Working from that bit of history, it’s a known possible issue that the weird spin he puts on fly balls saps the distance from them. Have a look at the dance that this ball takes.
Look at Sanchez sprint back toward the wall. That’s because this ball had an exit velocity of 106 mph. Fly balls or line drives that fly off the bat at 105-110 mph go for home runs a third of the time and yield an average 1.187 wOBA. Instead, though, Sanchez stops his sprint, hooks back, sprints to his left and grabs it forty feet from the wall. I think Ozuna is aware of this happening by now. However, one of his remedies has been bizarre.
On the left is 2020, the right is 2023. I won’t comment on the waistline and focus on his stance. The 2020 stance that helped earn him the contract appears balanced and comfortable. Today it looks the opposite. The front leg is pushed further away from the plate and he points his front shoulder across and away from the pitcher. Maybe he believes this creates a coiled swing action? That it helps him stay on the ball and remove the spin? It does appear that on a few instances the spin was removed. Have a look at this only double of the 2023 season.
You can’t really see it with this replay, but this ball had a ton of topspin and made a beeline for the left field corner. So this worked out, but it has come at the expense of a lot of ground balls, which as mentioned before, are easier to defend. So I don’t exactly understand the approach, but maybe he just trying to iron out the spin. The last week’s changes make more sense, however, and perhaps point the light forward.
The results from the week of 4/30 to 5/6 are way up, but the underlying xwOBA is way up to .510 from .294. He has become much more discerning since last Sunday.
Swing percentage is down across the board. Contact numbers are up. He had three swings and misses in the zone in those games. Looking at every where he swings is here:
The left is before, the right after. Before is a hot mess of fuglyness, after is much more controlled. There are many more swings inside the power cross as well. Let’s look at swings from last week before two strikes and with two strikes .
Looking at these charts, the gameplan seem pretty clear.
- Look for pitches waist-high, low-middle, and low-away, particularly non-fastballs.
- Ignore the high fastball.
- With two strikes, protect the plate with foul balls and hand on for dear life.
When you see his stance, I don’t know how he hits high fastballs anyway. The low pitches are ripe for his uppercut swing. Cutting down on swings is also a probably a good idea if you think you’re cursed and most contact is going to get gobbled up and become an out — only hack at things you can crush that (probably) won’t be caught. This seems to be a good start, but it might be only that. Plate discipline is a good skill to have, and if he were in Double-A or Triple-A I would really be pleased with the production. But he’s 32 now and in year three of a four-year free-agent contract.

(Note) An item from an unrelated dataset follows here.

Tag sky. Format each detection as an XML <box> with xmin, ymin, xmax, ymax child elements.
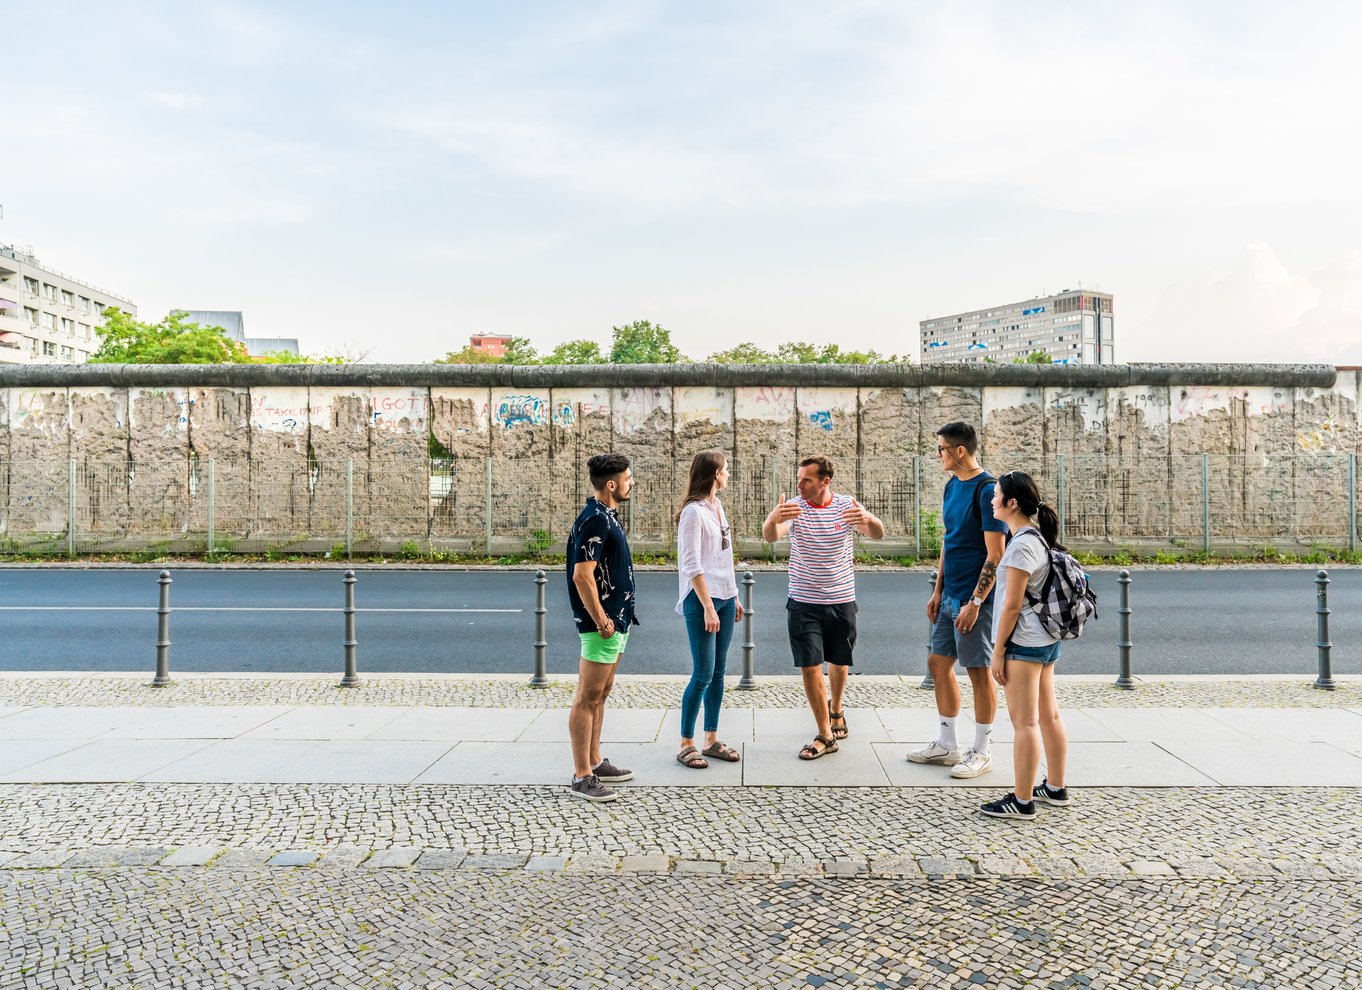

One big problem is that this adjustment pretty easy to defend or defeat once opponents catch on. A pitcher could just go with two high fastballs and one low and away. And this is exactly what Austin Voth did to him on Sunday, getting a 55 MPH duck on a flailing swing versus an away curveball on strike two.
Ozuna has a lot going against him. Last week was a start. Let’s hope he will continue to adjust and contribute. Because after last week, he may have bought himself another month.